# Initialization

In [1]:
import pandas as pd
import numpy as np
import matplotlib.pyplot as plt

import optuna
import joblib

from typing import List
import string

In [2]:
RANDOM_STATE = 0
N_JOBS = 6

In [3]:
import sys
import os

current_folder = os.path.abspath('') 

notebooks_folder = os.path.dirname(current_folder)
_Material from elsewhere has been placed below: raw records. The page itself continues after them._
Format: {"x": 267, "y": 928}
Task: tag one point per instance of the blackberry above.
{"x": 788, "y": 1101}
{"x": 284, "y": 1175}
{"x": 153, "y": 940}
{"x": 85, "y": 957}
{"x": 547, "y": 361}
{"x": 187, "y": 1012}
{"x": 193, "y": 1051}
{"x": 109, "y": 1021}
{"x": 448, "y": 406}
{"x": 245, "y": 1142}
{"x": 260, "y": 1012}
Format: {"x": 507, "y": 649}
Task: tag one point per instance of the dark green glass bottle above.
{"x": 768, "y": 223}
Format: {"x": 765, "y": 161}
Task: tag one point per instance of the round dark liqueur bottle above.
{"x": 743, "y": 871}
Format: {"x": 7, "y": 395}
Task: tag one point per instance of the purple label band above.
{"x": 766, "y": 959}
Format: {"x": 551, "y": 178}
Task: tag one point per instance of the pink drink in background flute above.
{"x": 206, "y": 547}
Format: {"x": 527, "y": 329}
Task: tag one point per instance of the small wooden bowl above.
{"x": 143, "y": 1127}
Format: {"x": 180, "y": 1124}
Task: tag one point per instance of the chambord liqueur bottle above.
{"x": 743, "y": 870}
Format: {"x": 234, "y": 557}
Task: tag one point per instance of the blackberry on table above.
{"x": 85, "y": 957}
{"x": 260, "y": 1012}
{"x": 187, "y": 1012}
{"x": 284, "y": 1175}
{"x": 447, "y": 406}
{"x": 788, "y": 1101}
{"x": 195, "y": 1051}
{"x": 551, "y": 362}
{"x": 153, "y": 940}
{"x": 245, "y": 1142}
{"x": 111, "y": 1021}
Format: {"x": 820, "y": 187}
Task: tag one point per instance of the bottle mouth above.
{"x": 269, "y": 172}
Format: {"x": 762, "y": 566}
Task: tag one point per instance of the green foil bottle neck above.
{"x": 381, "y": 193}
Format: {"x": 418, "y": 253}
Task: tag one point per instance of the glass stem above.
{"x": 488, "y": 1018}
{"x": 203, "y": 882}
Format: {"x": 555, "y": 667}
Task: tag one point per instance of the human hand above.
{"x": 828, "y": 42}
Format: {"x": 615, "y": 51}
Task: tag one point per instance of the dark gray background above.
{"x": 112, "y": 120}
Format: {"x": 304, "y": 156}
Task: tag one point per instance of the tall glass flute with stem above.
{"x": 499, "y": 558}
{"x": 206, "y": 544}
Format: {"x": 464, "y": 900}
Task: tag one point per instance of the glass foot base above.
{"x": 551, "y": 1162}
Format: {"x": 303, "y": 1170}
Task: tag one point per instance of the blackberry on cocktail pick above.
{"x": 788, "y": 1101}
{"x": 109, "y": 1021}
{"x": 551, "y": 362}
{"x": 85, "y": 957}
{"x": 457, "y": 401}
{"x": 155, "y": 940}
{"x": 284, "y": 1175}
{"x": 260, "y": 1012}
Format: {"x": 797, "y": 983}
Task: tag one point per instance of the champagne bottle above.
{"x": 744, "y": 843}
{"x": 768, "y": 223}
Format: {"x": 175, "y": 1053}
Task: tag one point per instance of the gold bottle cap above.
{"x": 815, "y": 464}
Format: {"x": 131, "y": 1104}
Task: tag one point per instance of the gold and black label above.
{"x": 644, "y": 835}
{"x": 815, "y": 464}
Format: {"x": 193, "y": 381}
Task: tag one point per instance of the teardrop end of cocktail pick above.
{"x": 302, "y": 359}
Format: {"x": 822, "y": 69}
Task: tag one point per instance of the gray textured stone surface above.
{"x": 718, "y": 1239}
project_root = os.path.dirname(notebooks_folder)

if project_root not in sys.path:
    sys.path.append(project_root)

# Reading data

In [4]:
train_df = pd.read_csv("data/processed/train_language_detection_dataset.csv")
train_df.head()

Unnamed: 0,sentence,lan_code
0,"Merry Christmas, Tatoeba!",eng
1,"Крайне важно, чтобы мы поговорили с Томом.",rus
2,Она была весела.,rus
3,Urban sprawl is said to be a major contributor...,eng
4,Только не надо делать большие глаза.,rus


In [5]:
final_test_df = pd.read_csv("data/processed/test_language_detection_dataset.csv")
final_test_df.head()

Unnamed: 0,sentence,lan_code
0,She suspected that it was too late.,eng
1,Я порой бываю рассеян.,rus
2,Он мог бы победить.,rus
3,"Том мог быть не таким счастливым, каким прикид...",rus
4,"Do not forsake me, oh my darling.",eng


In [6]:
X_train = train_df["sentence"]
y_train = train_df["lan_code"]

In [7]:
X_final_test = final_test_df["sentence"]
y_final_test = final_test_df["lan_code"]

# Encoders

In this section we'll compare the learning speed of several different encoders for our texts as well as prepare different preprocessing approaches.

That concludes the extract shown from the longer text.